Language models often repeat themselves and fall back on stereotypical answers after training. Verbalized Sampling is a simple prompt technique designed to make AI responses less repetitive.
Researchers from several US universities traced this issue to how people evaluate AI output. Their analysis found that human raters consistently prefer familiar, typical responses when judging AI answers. This preference gets encoded in the models, leading to less variety over time.

To test this idea, the researchers used the HELPSTEER dataset, which includes 6,874 response pairs. Human raters almost always picked the answers the base models ranked as most likely, regardless of whether those answers were actually correct. This effect held up across multiple datasets.
Instead of asking a model for just one answer, Verbalized Sampling prompts it for several responses, each with a probability attached. The prompt looks like this:
<instruction>
Generate 5 responses to the user query, each within a separate <response> tag. Each <response> must include a <text> and a numeric <probability>.
Randomly sample the responses from the full distribution.
</instruction>
Write a 100-word story about a bear.
The team built three versions of the method. The standard version asks for multiple answers with probabilities. An expanded version adds step-by-step reasoning before generating responses. The third runs through several rounds of dialogue. None of the approaches require extra training or access to the model's internal probability scores.
More variety and more realistic model behavior
In creative writing tasks, Verbalized Sampling increased response diversity by 1.6 to 2.1 times. For example, standard prompting for car jokes always returned the same punchline ("Why did the car get a flat tire? Because it ran over a fork in the road!"), while Verbalized Sampling produced five completely different jokes (such as "What kind of car does a Jedi drive? A Toy-Yoda!").

In dialogue simulations, models acted more like people - they sometimes resisted persuasion attempts and changed their opinions in more realistic ways. When simulating donation behavior, the results were much closer to actual human behavior.
For open-ended questions like "Name a US state," the spread of answers closely mirrored the original training data. Standard prompts, on the other hand, mostly returned common states like California and Texas.
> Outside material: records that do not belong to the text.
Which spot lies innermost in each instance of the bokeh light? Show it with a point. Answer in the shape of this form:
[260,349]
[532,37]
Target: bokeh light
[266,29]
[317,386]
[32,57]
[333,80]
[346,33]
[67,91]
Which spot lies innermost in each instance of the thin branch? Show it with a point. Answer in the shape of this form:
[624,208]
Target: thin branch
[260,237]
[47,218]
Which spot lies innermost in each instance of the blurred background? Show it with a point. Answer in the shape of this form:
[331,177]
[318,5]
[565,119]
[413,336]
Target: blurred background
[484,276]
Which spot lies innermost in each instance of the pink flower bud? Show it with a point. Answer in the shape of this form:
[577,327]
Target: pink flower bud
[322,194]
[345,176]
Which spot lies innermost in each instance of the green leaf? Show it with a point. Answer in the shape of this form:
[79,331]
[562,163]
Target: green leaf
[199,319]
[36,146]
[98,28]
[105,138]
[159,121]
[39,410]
Models trained with a wider range of synthetic math tasks also saw accuracy rise from 32.8 to 37.5 percent. Larger models got even more out of the method, with improvements 1.5 to 2 times higher than smaller versions.
The researchers tested Verbalized Sampling with different generation parameters, such as temperature. The benefits remained consistent across all settings, and combining Verbalized Sampling with parameter adjustments led to further improvements. At every tested temperature, the technique achieved a better balance between quality and diversity than standard prompting.

More creative image descriptions
The method also works for image generation. The team used Verbalized Sampling to create image descriptions, then ran those through image generators. For the prompt "Astronaut on a Horse," standard prompts always gave similar photorealistic desert scenes. Verbalized Sampling led to much more diverse descriptions.

The researchers also checked safety, running over 350 potentially risky prompts. The rejection rate stayed above 97 percent, and fact accuracy was not affected.
The team has published code and instructions for Verbalized Sampling and points to use cases in creative writing, social simulation, and idea generation.